Post date: Nov 12, 2012 5:46:12 AM
"Family Ties and Organizational Design: Evidence from Chinese Private Firms" by Hongbin Cai, Hongbin Li, Albert Park, Li-An Zhou
In European, family firms decline after industry revolution.
This paper uses principle-agent model to design incentive compatible contract for family-related workers and outside workers. One empirical question is how to explain different preferences. Firm head, principle, is risk neutral and agents are risk averse. This imposes first order selection. To think about the economic intuition behind this assumption, we should answer the following questions first. Does firm head want managers to be risk neutral or averse? How to explain the asymmetry between the firm head and managers? Besides, there might be alternative explanations for the empirical results. Considering the heterogeneity of organization of firms, is the data exchangeable?
The observation from this survey tells us that relatives are more likely to work in accounting related position and less likely to work in R&D department.
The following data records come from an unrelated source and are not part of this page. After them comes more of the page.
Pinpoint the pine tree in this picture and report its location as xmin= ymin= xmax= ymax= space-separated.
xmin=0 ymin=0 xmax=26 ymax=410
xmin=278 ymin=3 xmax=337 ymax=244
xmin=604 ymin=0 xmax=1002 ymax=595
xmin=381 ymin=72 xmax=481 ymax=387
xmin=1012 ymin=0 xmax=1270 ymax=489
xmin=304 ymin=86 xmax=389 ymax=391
Usually, there are different types of risk associated with the accounting department and R&D department. Principle is typically worried about the hidden action hazard of accounting related jobs and moral hazard of R&D related job. Family members are more reliable that they are less likely to diverse the dividend out of the firm.
Other observations are: the wage rates of relatives are significantly higher than non-relative, the decision rights of relatives are larger. Firm head is more likely to trust his relatives more; besides, he knows his relatives better that he is able to find better match of job portfolio for the relatives.